Congress looking for speed in infrastructure spending
3 min readThe House Committee on Transportation and Infrastructure is looking for answers from the Department of Transportation about the speed of infrastructure spending.
“I remain concerned about the slow pace at which the Department is distributing Infrastructure Investment and Jobs Act funds,” said Committee Chair Rep. Sam Graves, R-Mo.
“Despite having received more than $364 billion since IIJA’s enactment, DOT has obligated a little more than half and outlaid only 27% of available funds.”
The statement was issued in conjunction with a committee hearing Thursday featuring testimony from DOT Secretary Pete Buttigieg. The Secretary’s interpretation of the math deviates from Graves’ numbers.
“We are more or less right in the middle of the five-year life of this authorization,” said Buttigieg. “By the most basic measure of funds flowing out, we made roughly half of the funding available.”
At the same time the secretary conceded that the process for tapping the funds could be simplified and laid out the agency’s plan to smooth the pain points.
“We’ve undertaken a new level of technical assistance with our grant sponsors, because often it’s the first time that they’ve done a federal grant of this magnitude, especially the rural and tribal communities that we’ve been working with,” said Buttigieg.
“Even if the delay is coming from the state or the county or the city not yet being ready with something, we should take ownership of that. We should take responsibility for that, not just say, ‘it’s your problem. You fix it.'”
The complex relationship between the Highway Trust Fund and the electric vehicles that don’t pay into it via the federal gasoline tax was also explored.
Many states are already making their own
“I won’t claim to have a magic solution on the Highway Trust Fund,” said Buttigieg. “I think by the time of the 2026 vote on a future reauthorization, that question will really come to a head, and Congress will need to decide whether the user-pays principle is the future, or whether to continue turning to other sorts of funding to fund our roads.”
The DOT is also being asked to consider a novel approach for moving toll road revenue across state lines by setting up a toll credit exchange market. According to Rep. Chris Pappas, D-N.H., the provisions for establishing the market were part of the IIJA legislation.
“Federal law allows states like New Hampshire to use toll credits to cover local match requirements for federally funded projects,” said Pappas. “But since states could historically only use toll credits for projects within the state where credits were accrued, many states left extra toll credits on the table.”

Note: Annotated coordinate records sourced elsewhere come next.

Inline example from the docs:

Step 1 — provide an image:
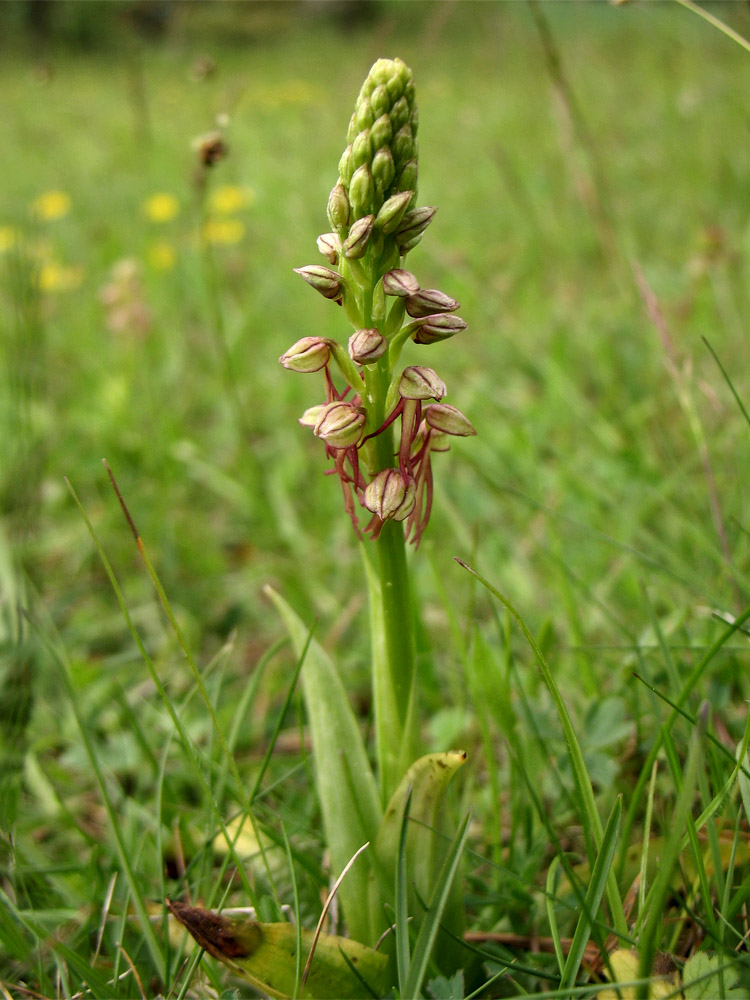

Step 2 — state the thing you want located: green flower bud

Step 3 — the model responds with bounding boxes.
[428,428,451,451]
[339,59,417,211]
[370,115,393,150]
[406,288,460,319]
[411,313,467,344]
[388,96,411,132]
[297,403,326,427]
[279,337,331,374]
[375,191,414,236]
[372,146,396,197]
[317,233,341,264]
[328,181,349,232]
[355,97,378,132]
[313,399,366,448]
[370,84,393,118]
[349,163,375,219]
[294,264,343,299]
[396,160,419,199]
[364,469,417,521]
[398,365,447,400]
[424,403,476,437]
[344,215,375,260]
[351,128,373,170]
[391,123,416,170]
[383,267,419,298]
[396,207,437,253]
[349,328,388,365]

The Congressman is proposing an exchange that would allow states to sell any excess credits to cover the match required for federally funded projects.
“We recognize the importance of the value of an innovative program like that,” said Buttigieg. “I can report to you that the Federal Highway Administration has made a lot of progress on that. As you know, anytime you stand up a novel program that leads to a lot of work that goes on in the background, which we’re working through.”

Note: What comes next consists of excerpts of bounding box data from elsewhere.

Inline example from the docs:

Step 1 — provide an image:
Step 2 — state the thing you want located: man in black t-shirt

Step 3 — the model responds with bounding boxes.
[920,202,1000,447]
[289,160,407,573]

On Wednesday the DOT announced $1.8 billion in awards from the Rebuilding American Infrastructure with Sustainability and Equity discretionary grant program for 148 projects across the country.
“I’ll end by pointing out one other thing that the thousands of projects across the country and the 148 projects in this round have in common,” said Buttigieg. “Zero out of that number was invented or cooked up here at USDOT Headquarters in Navy Yard in Washington, D.C. Many of them are longstanding dreams that would have happened, except that they lacked Federal support.”